A kilted Prince of Wales met with volunteer beach cleaners as he began a visit to the north of Scotland.

Charles met with volunteers at Scrabster Beach in Caithness on the northern tip of the United Kingdom on Thursday.

He will take part in several engagements in the town of Thurso during his visit to Scotland, where he is known as the Duke of Rothesay.

Wearing a kilt in Rothesay tartan, Charles met with Dorcas and Allan Sinclair, founders of the Caithness Beach Clean Group.

They showed the prince some of the objects they have collected from the more than 3,500 beach cleans carried out since the group was founded in 2019.

The objects included a coaxial cable which Ms Sinclair told the Prince they were holding on to in case they could find someone to use it.

Charles joked with the media covering the visit: “You don’t need any coaxial cables, do you?”

Speaking to the PA news agency ahead of the visit, Ms Sinclair, 64, said the group had picked up more than 31 tonnes of plastic since they started.

“We find horrible things like syringes, needles and even a gas mask,” she said.

“Recently we found a giant buoy, one of the cleaners got a tiny leather child’s shoe that is absolutely ancient.

“There’s also lots of pants, would you believe? So many people find men’s pants – only men’s, never women’s – and we talk about having a ‘pantometer’ because there’s a running joke about who finds the most pants.”

The Duke of Rothesay in Scotland
The Duke of Rothesay in Caithness during a previous visit (David Cheskin/PA)

Ms Sinclair and her husband, who live four miles outside Thurso, go to six to eight beaches on the north coast of Scotland a week.

She said: “The beaches here are now so good we’ve got to travel because there’s not as much to clean

“We’re also really trying to include children in the beach cleans because it’s their world.

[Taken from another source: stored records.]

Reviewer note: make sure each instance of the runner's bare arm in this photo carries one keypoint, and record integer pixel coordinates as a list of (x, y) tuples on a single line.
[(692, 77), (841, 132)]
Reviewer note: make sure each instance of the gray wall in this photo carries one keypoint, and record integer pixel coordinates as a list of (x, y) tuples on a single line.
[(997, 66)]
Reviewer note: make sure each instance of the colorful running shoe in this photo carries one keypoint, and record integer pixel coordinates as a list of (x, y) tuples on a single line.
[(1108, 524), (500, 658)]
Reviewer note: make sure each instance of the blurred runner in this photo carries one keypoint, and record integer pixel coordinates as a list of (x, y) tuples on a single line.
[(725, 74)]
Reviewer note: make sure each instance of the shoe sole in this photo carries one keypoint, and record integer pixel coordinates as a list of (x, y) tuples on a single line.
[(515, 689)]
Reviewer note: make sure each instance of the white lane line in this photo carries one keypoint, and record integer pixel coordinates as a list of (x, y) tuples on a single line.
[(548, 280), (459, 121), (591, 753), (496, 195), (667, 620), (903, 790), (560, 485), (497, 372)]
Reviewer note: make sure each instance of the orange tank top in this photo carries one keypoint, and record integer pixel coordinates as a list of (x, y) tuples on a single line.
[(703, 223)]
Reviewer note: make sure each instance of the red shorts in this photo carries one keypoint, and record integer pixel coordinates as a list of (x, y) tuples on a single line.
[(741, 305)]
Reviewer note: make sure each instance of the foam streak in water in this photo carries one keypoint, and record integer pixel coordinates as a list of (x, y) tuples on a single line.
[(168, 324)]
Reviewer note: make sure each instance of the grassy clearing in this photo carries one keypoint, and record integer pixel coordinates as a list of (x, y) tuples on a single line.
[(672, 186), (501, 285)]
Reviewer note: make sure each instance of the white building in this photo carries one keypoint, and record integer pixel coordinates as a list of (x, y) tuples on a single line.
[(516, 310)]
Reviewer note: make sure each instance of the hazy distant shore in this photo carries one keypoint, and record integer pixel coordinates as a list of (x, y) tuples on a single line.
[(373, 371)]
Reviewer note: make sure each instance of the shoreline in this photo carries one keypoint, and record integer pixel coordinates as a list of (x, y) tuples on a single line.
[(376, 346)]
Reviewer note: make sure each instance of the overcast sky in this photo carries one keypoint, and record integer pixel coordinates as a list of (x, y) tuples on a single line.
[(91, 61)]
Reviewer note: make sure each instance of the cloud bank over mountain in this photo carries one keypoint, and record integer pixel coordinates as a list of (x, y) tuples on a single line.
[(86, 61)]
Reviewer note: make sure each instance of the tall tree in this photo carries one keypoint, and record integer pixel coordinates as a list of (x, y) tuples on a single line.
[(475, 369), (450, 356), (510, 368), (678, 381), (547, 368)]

“If a child goes out with their parents, I send them a certificate and a badge, we run competitions for them and we’ve got them designing things like dog poo posters.”

On Charles’s visit, she said: “He’s such an environmentalist himself, we’re really, really pleased he’s recognising what we’re doing here.”

Asked what she would speak to the prince about, Ms Sinclair added: “I’d like to tackle him about fishing because 99% of what we pick up is fishing related – nets, reels et cetera – in case he can use his influence.”

Charles last travelled to Caithness in 2019 when he visited a wind farm and whisky distillery.